BoE’s Broadbent warns of rising UK import prices from weak pound

Posted on November 18, 2016

The UK economy faces a period of significantly higher import prices on the back of a record slump in the pound, one of the deputy governors of the Bank of England has said, hinting policymakers were less willing to tolerate a sterling-induced inflation rise.

The pound’s 11 per cent fall against the dollar in the two days after the Brexit vote marked the sharpest depreciation since 1967, said Ben Broadbent, who warned the weakening exchange rate would exert “significant upward pressure on import prices”.

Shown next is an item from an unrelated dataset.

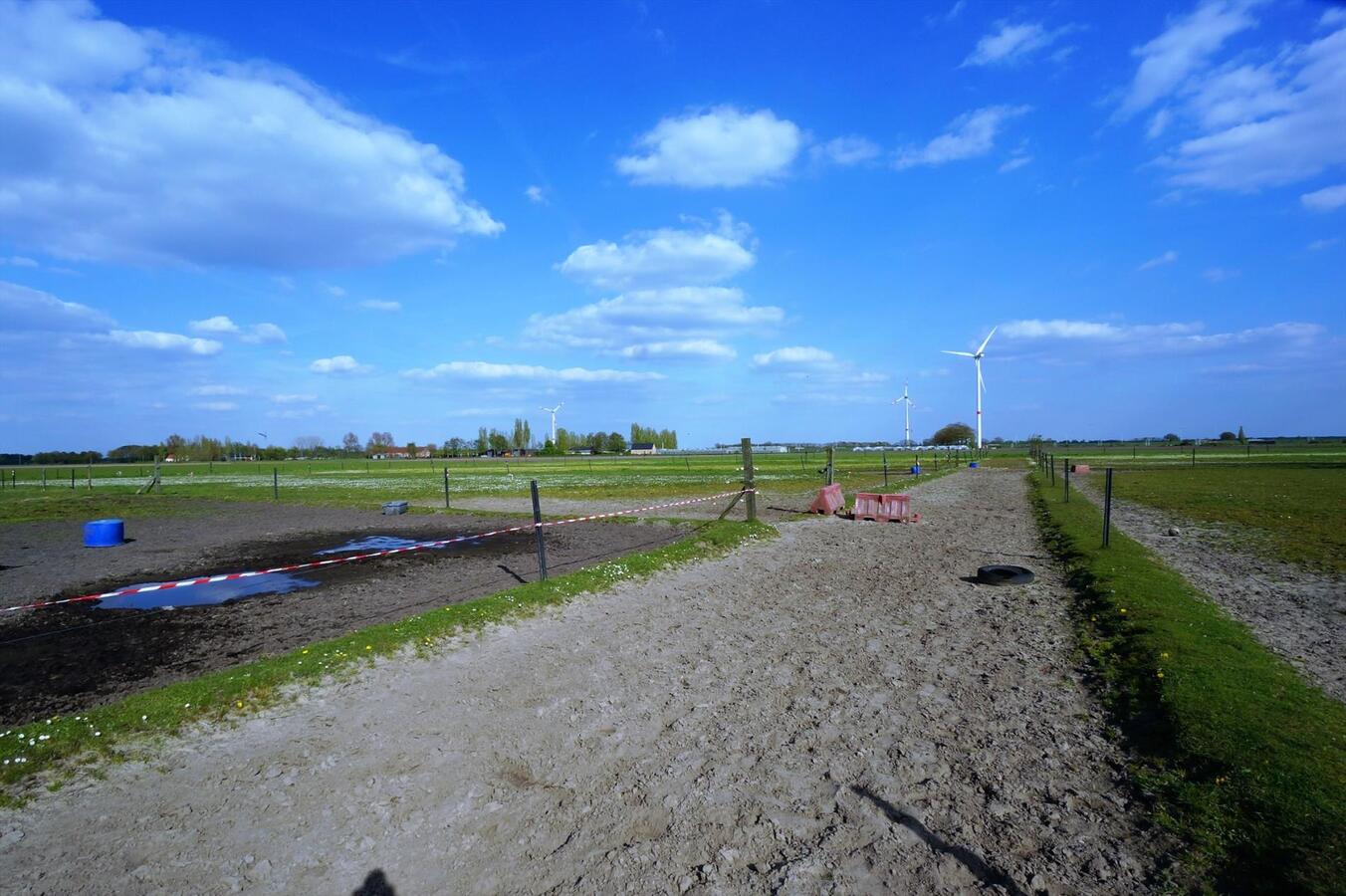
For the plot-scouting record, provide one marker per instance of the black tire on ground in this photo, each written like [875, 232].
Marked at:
[1005, 574]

Input prices faced by UK manufacturers have soared to decade-highs in the months following the referendum. Without sustained rises in wages, higher headline inflation has raised concerns that consumer spending is set to be squeezed next year.

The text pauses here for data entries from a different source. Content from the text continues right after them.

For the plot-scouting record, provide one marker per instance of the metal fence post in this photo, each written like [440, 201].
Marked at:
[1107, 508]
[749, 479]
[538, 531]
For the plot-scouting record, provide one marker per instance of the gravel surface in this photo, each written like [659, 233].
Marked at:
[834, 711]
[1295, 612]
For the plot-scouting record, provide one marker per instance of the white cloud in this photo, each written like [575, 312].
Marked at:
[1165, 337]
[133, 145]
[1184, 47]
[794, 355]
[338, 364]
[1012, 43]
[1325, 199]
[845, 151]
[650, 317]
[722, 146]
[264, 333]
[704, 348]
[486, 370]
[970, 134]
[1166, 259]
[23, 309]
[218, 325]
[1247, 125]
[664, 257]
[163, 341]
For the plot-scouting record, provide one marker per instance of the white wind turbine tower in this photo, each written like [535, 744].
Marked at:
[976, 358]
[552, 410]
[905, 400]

The BoE changed tack in its latest economic outlook this month, saying it was less willing to tolerate a sustained inflation overshoot in the wake of sterling’s 20 per cent decline against the dollar this year.

Mr Broadbent said there was a large lag time between the sterling-driven rise in import prices to consumers prices, “long enough, in principle, for monetary policy to do something about them”:

It’s not clear policy is impotent in the face of such events; nor is it clear, even in the absence of “second-round” effects on inflation expectations, that policymakers should be indifferent to them

According to one of the BoE’s models, it would take a 0.5 percentage point rise in interest rates to prevent inflation from rising in the wake of a sharp depreciation.

“It’s technically feasible, at least according to this model, to keep inflation pretty close to target after a significant depreciation in the exchange rate. It’s just rather costly in terms of unemployment,” he said.

UK inflation currently stands at 0.9 per cent but is forecast to climb to as high as 2.7 per cent over the next two years.

Summing up the trade-off facing the BoE, Mr Broadbent said policymakers’ tolerance of higher inflation “depends in part on ‘the scale of the shortfall in economic activity below potential’”. He said:

The MPC would be less inclined to accommodate above-target inflation if it didn’t also expect demand to fall slightly short of that supply potential; it would be able to do more prevent any rise in unemployment if it weren’t for the inflationary pressure brought about by the fall in the currency.